Pukul 7.01 aku terbangun oleh suara dering telpon genggamku, tak bernama dan tak ku kenal siapa. Masih dalam kondisi mata yang terkantuk, ku tak sanggup melawan rasaku untuk tetap berbaring. Dering telpon berhenti, kulihat history miss call, dan ternyata sudah 7 kali nomor tersebut menelponku.
Siapa dia? Untuk apa menelponku sepagi ini? Tak lama dan belum sempatku mengirimkan pesan kepada nomor ini, telpon genggamku kembali berdering. Masih dengan kondisi terbaring, ku angkat telponnya.
Yap!! Dialah dosen pembimbingku!
Dalam pikiranku bertanya sangat keras untuk apa sepagi ini?
Aku sangat menyadari bahwa diri ini sedang dalam masalah yang rumit rupanya.
Beliau menanyakan penjelasanku terhadap satu mata kuliah yang sangat penting bagi seorang mahasiswa kependidikan.
Oh iya bu..... ... .......... ........
Penjelasan dariku pun selesai dan sekarang giliran beliau yang berbicara panjang lebar. Dengan suara yang sangat keibuan, aku sangat menikmati pembicaraan ini, aku bahkan merasa sosok ibu kandunglah yang sedang berbicara padaku.
Ia marah, bahkan sangat marah. Ku sadari ini dari bagaimana ia berbicara padaku, aku tak bisa melawan, diri ini mengakui bahwa kesalahan terjadi karenaku. Penjelasan demi penjelasan kujabarkan namu beliau merasa tersakiti hatinya dan menganggap diriku telah berbuat kesalahan yang besar. Aku sangat menyesal dengan perbuatan ini, namun sebagai mahasiswa yang dididik untuk menjadi kritis, aku merasa perlu mengetahui hal-hal yang sebenarnya tidak beres dalam penerapan mata kuliah ini.
Awalnya aku beserta rekanku dalam kelompok menyakan perihal peraturan yang tertera dalam satu mata kuliah kepada salah seorang temen sekelas yang mengurusi matakuliah ini. Kami menanyakan surat aturan tertulis mengenai penerapan di lapangan. Dan bagaimana jika kami terancam dibubarkan dari lapangan.
(FYI: Mata kuliah ini 2sks dan sudah berganti nama). Mengapa kami menanyakan adanya aturan tertulis? Karena kami sebagai mahasiswa butuh yang namanya payung agar tidak diberikan tindakan yang semena-mena di lapangan, kami rasa hal ini butuh untuk kami ketahui agar kami dapat melaksanakan tugas dengan maksimal.
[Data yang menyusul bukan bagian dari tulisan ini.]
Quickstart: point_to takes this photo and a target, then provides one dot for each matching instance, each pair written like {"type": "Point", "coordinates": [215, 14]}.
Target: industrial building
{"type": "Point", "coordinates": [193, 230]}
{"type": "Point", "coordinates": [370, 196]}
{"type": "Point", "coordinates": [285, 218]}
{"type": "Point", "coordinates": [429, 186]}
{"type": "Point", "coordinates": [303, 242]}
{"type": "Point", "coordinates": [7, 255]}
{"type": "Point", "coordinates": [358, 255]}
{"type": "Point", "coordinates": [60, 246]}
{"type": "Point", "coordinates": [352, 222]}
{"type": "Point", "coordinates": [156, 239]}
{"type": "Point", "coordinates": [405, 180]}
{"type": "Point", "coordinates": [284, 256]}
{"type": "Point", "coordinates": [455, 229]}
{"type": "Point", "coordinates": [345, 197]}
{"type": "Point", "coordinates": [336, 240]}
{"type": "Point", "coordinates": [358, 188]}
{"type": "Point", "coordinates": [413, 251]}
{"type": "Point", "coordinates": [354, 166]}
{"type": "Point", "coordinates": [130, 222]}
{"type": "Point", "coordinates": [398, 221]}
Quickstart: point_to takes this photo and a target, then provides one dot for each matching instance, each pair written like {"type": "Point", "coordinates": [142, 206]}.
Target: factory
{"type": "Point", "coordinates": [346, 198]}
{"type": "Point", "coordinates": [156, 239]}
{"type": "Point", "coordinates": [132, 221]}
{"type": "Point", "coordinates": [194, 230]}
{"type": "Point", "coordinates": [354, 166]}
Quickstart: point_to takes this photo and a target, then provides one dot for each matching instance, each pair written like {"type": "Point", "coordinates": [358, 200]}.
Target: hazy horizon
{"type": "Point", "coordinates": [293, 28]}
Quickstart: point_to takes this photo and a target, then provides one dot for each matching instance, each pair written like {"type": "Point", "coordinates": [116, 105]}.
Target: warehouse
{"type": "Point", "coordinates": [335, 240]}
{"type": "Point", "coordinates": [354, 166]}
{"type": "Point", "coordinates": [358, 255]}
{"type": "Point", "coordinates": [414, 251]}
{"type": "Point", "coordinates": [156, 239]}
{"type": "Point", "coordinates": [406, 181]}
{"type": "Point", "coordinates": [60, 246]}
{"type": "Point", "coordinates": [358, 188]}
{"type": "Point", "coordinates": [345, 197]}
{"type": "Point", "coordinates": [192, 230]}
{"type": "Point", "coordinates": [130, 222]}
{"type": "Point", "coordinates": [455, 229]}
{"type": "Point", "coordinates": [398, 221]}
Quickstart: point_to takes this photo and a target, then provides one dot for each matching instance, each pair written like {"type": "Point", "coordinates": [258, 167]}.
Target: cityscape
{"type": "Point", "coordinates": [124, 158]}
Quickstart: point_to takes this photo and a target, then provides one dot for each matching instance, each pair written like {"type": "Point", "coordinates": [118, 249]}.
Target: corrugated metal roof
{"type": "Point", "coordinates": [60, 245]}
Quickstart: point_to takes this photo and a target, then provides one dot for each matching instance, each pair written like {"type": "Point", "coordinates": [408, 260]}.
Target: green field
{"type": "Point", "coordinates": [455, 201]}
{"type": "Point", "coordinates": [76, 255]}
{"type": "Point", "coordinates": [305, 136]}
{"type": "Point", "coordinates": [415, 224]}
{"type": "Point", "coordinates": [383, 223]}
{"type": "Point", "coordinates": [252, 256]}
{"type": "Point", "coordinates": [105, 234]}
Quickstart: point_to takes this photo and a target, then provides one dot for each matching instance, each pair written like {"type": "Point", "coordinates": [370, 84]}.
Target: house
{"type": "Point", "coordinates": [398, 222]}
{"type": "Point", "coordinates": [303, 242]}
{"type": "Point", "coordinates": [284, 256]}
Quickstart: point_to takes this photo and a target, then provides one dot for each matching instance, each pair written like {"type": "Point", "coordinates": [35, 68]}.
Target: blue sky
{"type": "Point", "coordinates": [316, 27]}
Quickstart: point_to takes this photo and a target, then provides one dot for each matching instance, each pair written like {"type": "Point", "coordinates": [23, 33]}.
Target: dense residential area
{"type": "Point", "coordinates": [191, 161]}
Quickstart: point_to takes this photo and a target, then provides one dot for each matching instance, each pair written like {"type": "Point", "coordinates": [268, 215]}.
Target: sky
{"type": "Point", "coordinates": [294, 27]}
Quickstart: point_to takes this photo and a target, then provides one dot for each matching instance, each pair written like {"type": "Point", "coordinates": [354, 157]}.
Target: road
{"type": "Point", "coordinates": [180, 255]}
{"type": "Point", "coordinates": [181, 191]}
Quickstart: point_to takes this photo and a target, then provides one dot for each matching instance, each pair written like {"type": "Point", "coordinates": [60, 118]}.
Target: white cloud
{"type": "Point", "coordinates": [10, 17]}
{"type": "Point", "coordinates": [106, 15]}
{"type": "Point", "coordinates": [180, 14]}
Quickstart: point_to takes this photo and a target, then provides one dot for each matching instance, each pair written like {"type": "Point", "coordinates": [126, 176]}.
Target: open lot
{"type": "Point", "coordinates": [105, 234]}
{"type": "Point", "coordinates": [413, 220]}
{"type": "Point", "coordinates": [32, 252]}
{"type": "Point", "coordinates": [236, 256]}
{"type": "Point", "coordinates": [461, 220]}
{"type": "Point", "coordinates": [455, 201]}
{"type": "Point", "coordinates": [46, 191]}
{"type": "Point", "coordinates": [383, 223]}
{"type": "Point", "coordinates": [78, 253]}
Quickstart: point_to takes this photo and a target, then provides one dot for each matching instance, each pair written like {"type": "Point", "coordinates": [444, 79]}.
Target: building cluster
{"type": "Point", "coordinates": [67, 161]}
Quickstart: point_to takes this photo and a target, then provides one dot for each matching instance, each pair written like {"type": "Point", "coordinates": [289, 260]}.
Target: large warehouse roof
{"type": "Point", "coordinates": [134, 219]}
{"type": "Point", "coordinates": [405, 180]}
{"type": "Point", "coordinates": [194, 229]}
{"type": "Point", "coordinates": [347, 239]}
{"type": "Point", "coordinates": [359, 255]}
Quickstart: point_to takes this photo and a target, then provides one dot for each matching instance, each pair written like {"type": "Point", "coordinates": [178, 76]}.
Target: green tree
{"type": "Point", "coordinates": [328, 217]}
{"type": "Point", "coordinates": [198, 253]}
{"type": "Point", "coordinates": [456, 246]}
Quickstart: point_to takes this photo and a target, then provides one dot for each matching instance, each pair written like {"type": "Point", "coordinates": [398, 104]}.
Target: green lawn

Kami hanya ingin tahu lebih jelas mengapa kami harus melaksanakan tugas lapangan setiap hari dari pukul 6 hingga pukul 14. Bukankah dalam peraturan hanya sebanyak 3 hari bukan setiap hari? Inilah yang ingin kami tahu lebih dalam dan lebih jelas.
Memang dalam prosedurnya ketika kita mendapat masalah kita haru menghubungi dosen terlebih dahulu bukan kepada koordinator. Tapi yang terjadi saat ini adalah kesalahpahaman, kami hanya berniat bertanya kepada teman, namun ternyata teman itu bercertita kepada koordinator, dan koordinator meminta untuk diceritakan lebih jelas oleh kami, dan akhirnya kami dianggap melangkahi dosen.
Kami mengerti bahwa ini terjadi akibat kekritisan kami, tapi coba dilihat permasalahannya bukan tindakan prosedural yang kami lakukan.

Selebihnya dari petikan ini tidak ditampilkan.